There was no immediate response from Kyiv to the ultimatum, though Ukraine's military said Russian air strikes on Mariupol continued along with assault operations near the port.

Ukrainian President Volodymyr Zelenskiy accused Russia on Saturday of "deliberately trying to destroy everyone" in Mariupol and said his government was in touch with the defenders. But he did not address Moscow's claim that Ukrainian forces were no longer in urban districts.

He said killing his troops would put paid to peace efforts.

"Our soldiers are blocked, the wounded are blocked. There is a humanitarian crisis... Nevertheless, the guys are defending themselves," he told the Ukrainska Pravda news portal.

PRIZE FOR MOSCOW

If Russia's capture of the port is confirmed, it would be the first major Ukrainian city to fall since the invasion and a strategic prize for Moscow: connecting territory that it holds in Donbas with the Crimea region it annexed in 2014.

Russia calls its action a special military operation aimed at demilitarising Ukraine and clearing out what it calls dangerous nationalists.

Russia said Ukraine had lost more than 4,000 soldiers in Mariupol as of Saturday. Kyiv says between 2,500 and 3,000 Ukrainian troops have died so far in the war nationwide

It was not known how many soldiers were in the steelworks.
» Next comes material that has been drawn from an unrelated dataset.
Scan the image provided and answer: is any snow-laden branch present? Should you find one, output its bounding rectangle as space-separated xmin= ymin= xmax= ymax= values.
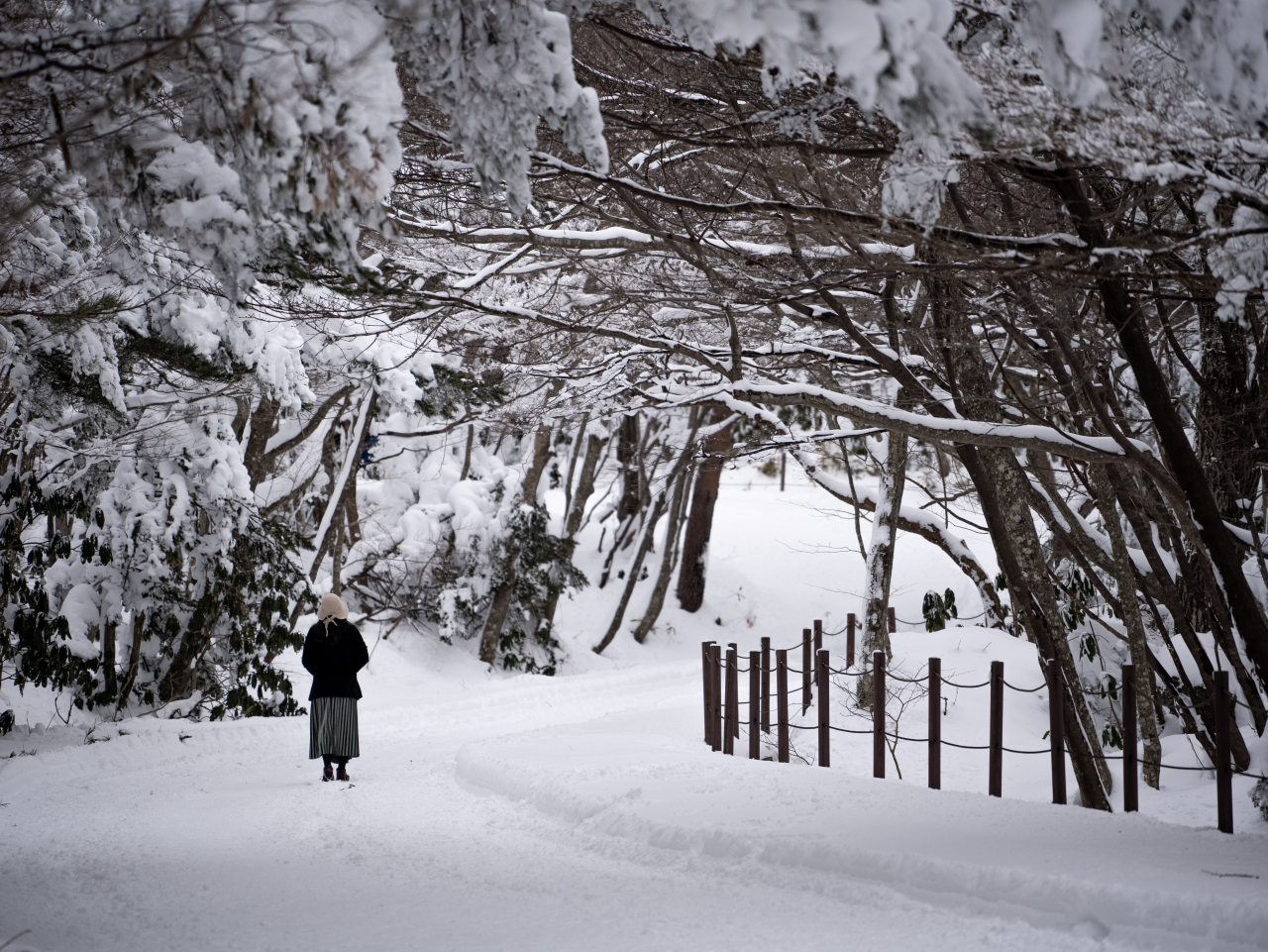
xmin=663 ymin=380 xmax=1153 ymax=462
xmin=792 ymin=448 xmax=1004 ymax=627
Satellite images have shown smoke and fire coming from the area, which is riddled with tunnels underneath.

Mariupol's defenders have included Ukrainian marines, motorised brigades, a National Guard brigade and the Azov Regiment, a militia created by far-right nationalists that was later incorporated into the National Guard.

Elsewhere around Ukraine, there were reports of more Russian long-range strikes on Sunday.

Local media reported an explosion in the capital Kyiv, though deputy mayor Mykola Povoroznyk said air defence systems had thwarted Russian attacks. The mayor of Brovary city, close to Kyiv, said a missile attack had damaged infrastructure.

And Russia said it had destroyed an ammunition factory near the capital, according to the RIA news agency.

Ukraine resisted Russian ground advances in the early phase of the war, in part by successfully deploying mobile units armed with Western-supplied anti-tank missiles against armoured convoys confined to roads by muddy terrain.

Despite the desperate situation in Mariupol, Ukraine says it has so far held off Russian forces elsewhere in the Donbas regions of Donetsk and Luhansk.

Western sanctions have squeezed Russia's economy but failed to pressure Putin into a withdrawal.

Forthcoming further European Union sanctions will target banks, including major institution Sberbank, as well as oil, the head of the European Commission Ursula von der Leyen told the German newspaper Bild am Sonntag.